Pendekatan Institusionalisme Baru
Institusionalisme Baru (New Institusionalism) merupakan penyimpangan dari Institusionalisme Lama. Institusionalisme Lama mengupas lembaga-lembaga kenegaraan, sementara Institusionalisme Baru melihat institusi negara sebagai hal yang dapat diperbaiki ke arah sutu tujuan tertentu.
Institusi Politik adalah rules of the game (aturan main) yaitu organisasi yang tertata melalui pola perilaku yang diatur oleh peraturan yang telah diterima sebagi standard.
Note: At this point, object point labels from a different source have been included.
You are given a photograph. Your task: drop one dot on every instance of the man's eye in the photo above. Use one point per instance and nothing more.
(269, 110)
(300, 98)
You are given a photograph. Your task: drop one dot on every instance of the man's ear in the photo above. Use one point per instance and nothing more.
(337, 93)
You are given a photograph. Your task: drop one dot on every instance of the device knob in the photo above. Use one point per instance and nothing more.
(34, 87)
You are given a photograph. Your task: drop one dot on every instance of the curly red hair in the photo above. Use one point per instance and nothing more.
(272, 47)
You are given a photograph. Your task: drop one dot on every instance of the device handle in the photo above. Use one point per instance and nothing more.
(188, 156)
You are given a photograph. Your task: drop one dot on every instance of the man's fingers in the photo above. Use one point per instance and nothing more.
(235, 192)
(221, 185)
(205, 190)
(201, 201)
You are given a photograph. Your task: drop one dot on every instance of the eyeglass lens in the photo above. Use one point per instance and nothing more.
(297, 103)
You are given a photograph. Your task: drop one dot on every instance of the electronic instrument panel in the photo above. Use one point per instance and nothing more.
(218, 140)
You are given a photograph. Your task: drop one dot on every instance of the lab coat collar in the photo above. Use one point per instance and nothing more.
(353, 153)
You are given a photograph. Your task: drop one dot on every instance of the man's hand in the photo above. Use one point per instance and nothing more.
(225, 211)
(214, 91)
Menurut Jan-Erik Lane dan Svante Errson, institusi mencakup:
1. Strukutur fisik 2. Struktur demografis 3. Perkembangan historis 4. Jaringan pribadi
5. Struktur sementara
Ada yang mengatakan bahwa “Politik adalah cara bagaimana manusia mengatur diri sendiri”, oleh karena itu timbullah bermacam-macam institusi; ada yang membuat peraturan, ada yang melaksanakan peraturan, ada yang memberi hukuman kepada mereka yang melanggar peraturan.
Institusi menentukan:
a) Siapa aktor yang sah b) Jumlah aktor
c) Siapa menentukan tindakan
1. Aktor dan kelompok melaksankan proyeknya dalam sutu konteks yang dibatasi secara kolektif.
2. Pembatasan itu terdiri dari institusi-institusi yaitu a. Pola norma dan pola peran
b. Perilaku mereka yang memegang peran itu
c. Pembatasan-pembatasan ini juga memberi keuntungan bagi individu atau kelompok.
d. Hal ini disebabkan karena faktor-faktor yang membatasi kegiatan individu dan kelompok.
e. Pembatasan ini mempunyai akar historis.
f. Pembatasan ini mewujudkan, memelihara, dan memberi peluang serta kekuatan yang berbeda.
Institusionalisme Baru menjadi alat analisis yang sangat penting. Perbedaanya dengan Institusionalisme lama ialah perhatian Institusionalisme Baru tertuju pada analisis ekonomi, kebijakan fisikal dan moneter, pasar dan globalisasi ketimbang pada masalah konstitusi yuridis.